The Stage Fright is REAL!

Chua Enlai has had decades of experience as an actor and host – but did you know he still gets scared every time he performs live? Read on to find out what inspires him, why he loves working in the theatre, and more!
Colour coordination skills level up - Enlai matching the Importance of Being Earnest set!

As a child, I always secretly harboured a desire to be a performer. I went for speech and drama classes, and I acted in school plays and things like that. But I don’t think I ever really thought of doing it as a career until I was much older, when I realised that there are people who actually do this for a living. That’s why I initially enrolled to study architecture in the University of Auckland. I never completed my degree, though – because I soon realised that I appreciated architecture as a discipline, but I didn’t really like doing it. At that point, I tried switching to drama school. But I couldn’t make it work before I had to come back to Singapore to serve National Service.

I love acting because you get to explore different worlds. Every job is different. With each new show you do, you get to enter a new world and learn, in a sense, a new language. You live this life for a few months, and it’s exciting and new. And then, you get to go on to explore something else. I think that’s why I like travelling too – because I like seeing new things!

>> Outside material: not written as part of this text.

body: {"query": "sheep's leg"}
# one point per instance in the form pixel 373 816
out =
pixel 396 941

It might surprise you to know this about me, but I still experience varying levels of terror before any show I do. As long as it’s live, I’m terrified. Five minutes before I go on, I’ll be asking myself: ‘What am I doing? Why do I do this to myself?’ To get over my nerves, I try to breathe a bit better. I try to trust myself – telling myself that once I get at least the first line correct, everything will flow from there. And I try not to freak myself out by thinking about, like, the fourth thing I’m supposed to do!

Like Mother Like Daughter Enlai plays Gwendolen Fairfax opposite Ivan Heng as Lady Bracknell in The Importance of Being Earnest

Returning to WILD RICE’s The Importance of Being Earnest has been a bizarre, lovely experience. It’s been five years since we last did the show in Brisbane, so it was very strange to pick up the script again. I found myself going, ‘Wow, this is all new to me. What show is this?!’ But it actually does come back to you, because it’s all there, somewhere… in my spleen or my pancreas or something! What’s really interesting this time around is that everything has changed because of the space we’re performing in – WILD RICE’s new theatre in Funan. The blocking is completely different, so we’ve had to connect what’s deeply embedded in us, all these deja vu moments, while putting a bunch of new things together.

Performing in WILD RICE @ Funan is scary! I’ve never performed on a thrust stage before, and it’s insane having audiences on three sides of the stage and so close to you. I’m one of the few members of the cast who’s unlucky enough to be able to see the audience clearly while the show is going on. So, during our very first performance, I remember thinking, ‘Who are all of you people? And why are you so close to me??’ I was so stressed that I actually started having gastric problems. My stomach hurt, so I had to go back to the green room and eat cookies after my first scene!

But, terrifying though it might be, it’s also wonderful. That first night, the applause was so powerful I could feel it all the way up my ass crack!! [laughs] More seriously, it was so overwhelming that it actually moved me to tears. And the space is so intimate that you can observe audience reactions! The other night, I could see these two women in Balcony One – they obviously didn’t know the play, and they were loving it so much, gasping in shock at every revelation. It cracked me up, and it was incredible just to watch them relishing the play, to witness their pure delight.

Enlai having a ball with Lionel Yeo and Janice Koh at the Importance of Being Earnest gala!

One of my most memorable on-stage mishaps happened when I did a play called Prospero’s Children, based on William Shakespeare’s The Tempest. I had two different scenes with Karen Tan, which were quite far apart. However, my first line was the same for both scenes. At one performance, I started doing the second scene first! Karen couldn’t say anything to me while we were on stage, but I could see it all in her eyes as she tried to will me back to the original scene – ‘You want the show to go faster ah?! Where exactly are you going with this, Enlai?!’

I’m inspired by everyone who works together to put together a piece of theatre. Even if I don’t like a show that much, because of its script or vision or whatever, I’m still well aware of how much work goes into putting on a show. As a host myself, I’m also inspired by Jimmy Fallon – he must have such a huge and amazing team that enables him to do what he does five times a week.

If I could give my younger self some advice, I would say: be open-minded and be a team player. And try to keep fit and be healthy! As performers, our jobs are physical ones; we can’t hide behind a keyboard. Our brains, our hearts, our bodies – they’re all we have. And you definitely need a lot of stamina in the theatre, because it’s live!

I love working in the theatre because it requires you to be present, to be in the moment. In the days before mobile phones, we used to be able to concentrate and focus on doing one thing at a time. These days, I find I’m always swiping, moving on to the next thing, and my attention span is getting shorter and shorter. What I love about theatre is that you can’t do a scene halfway and then just wander off! You’re doing what you’re doing with your utmost attention, and whoever is on stage with you is just as fully involved. You have to be there. And I think that’s an important thing to remember in this day and age!